In the ongoing dispute over weapons shipments between the United States and Israel, two possibilities emerge: either Prime Minister Benjamin Netanyahu is lying, or the Americans are being dishonest. After careful examination, the latter seems more likely – the Americans are obscuring the truth.

Multiple shipments of various types of ammunition to Israel have been delayed since February – that is four months. This far exceeds the single weapons shipment President Joe Biden mentioned regarding operations in Rafah.

The delayed shipments include artillery, tank and air combat ammunition – weapons Israel has already paid for – as well as thousands of JDAM kits that convert unguided bombs into precision-guided munitions.
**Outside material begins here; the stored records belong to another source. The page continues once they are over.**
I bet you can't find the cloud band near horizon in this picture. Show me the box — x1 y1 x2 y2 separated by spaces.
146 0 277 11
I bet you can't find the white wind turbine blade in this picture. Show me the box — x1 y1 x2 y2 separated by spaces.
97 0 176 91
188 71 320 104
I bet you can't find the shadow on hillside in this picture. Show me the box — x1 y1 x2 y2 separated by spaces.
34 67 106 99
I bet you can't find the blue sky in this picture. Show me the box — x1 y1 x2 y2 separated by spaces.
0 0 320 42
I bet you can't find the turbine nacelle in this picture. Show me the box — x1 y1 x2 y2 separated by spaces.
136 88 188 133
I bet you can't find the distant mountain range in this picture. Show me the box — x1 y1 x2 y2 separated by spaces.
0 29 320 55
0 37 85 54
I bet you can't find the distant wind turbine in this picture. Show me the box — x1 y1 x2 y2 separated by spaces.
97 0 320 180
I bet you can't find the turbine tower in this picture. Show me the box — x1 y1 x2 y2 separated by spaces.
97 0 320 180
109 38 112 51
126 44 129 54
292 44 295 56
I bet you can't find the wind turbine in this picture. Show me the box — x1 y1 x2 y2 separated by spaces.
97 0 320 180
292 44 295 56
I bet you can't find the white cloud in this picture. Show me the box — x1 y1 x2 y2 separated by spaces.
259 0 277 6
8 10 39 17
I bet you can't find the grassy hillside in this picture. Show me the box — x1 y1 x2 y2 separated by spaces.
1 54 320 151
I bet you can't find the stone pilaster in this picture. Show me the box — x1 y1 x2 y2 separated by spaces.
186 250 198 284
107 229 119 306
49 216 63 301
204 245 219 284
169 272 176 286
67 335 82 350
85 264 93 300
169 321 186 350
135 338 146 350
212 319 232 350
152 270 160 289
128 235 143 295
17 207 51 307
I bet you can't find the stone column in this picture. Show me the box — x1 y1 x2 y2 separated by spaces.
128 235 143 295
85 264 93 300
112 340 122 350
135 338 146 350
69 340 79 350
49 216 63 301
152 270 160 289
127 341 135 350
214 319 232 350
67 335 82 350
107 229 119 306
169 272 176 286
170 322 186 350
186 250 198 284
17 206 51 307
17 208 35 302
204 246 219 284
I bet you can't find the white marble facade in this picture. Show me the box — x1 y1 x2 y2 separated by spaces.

Netanyahu, not always known for strict adherence to facts, accurately describes the situation.

His unprecedented move – releasing a video directly criticizing Washington. – became necessary after months of quiet diplomacy failed to resolve the issue, effectively freezing weapons deliveries.

The actual delays stem from State Department officials who are not processing the required export permits for these shipments to Israel.

Defense Minister Yoav Gallant’s trip to the US will address this issue, which highlights Israel’s significant military and diplomatic dependence on America, as revealed during the ongoing war.

The benefits of US support for Israel are clear: $4 billion in annual military aid, continuous ammunition supply during war, and international backing against hostile entities like Iran, Russia and the United Nations. However, the drawbacks are less discussed: Israel’s limited freedom to act according to its own judgment, both operationally during the war and diplomatically in its aftermath.

The logical goal is a dramatic increase in domestic production – both in volume and variety – and liberation from contractual restrictions that prevent Israel from independently developing additional weapon types.

While dependence on the US won’t disappear overnight, efforts to reduce it should have begun yesterday. Israel has already taken some steps to increase its future autonomy.

Some may ridicule this ambition as unrealistic, but it’s not far-fetched. Similar skepticism surrounded the gradual phasing out of US civilian aid to Israel, which no longer exists today.

Reducing military aid will take years, but it’s the right path. Simultaneously, Israel must break the “siege” on weapons supply by approaching countries it wouldn’t normally consider, as it did during its first War of Independence.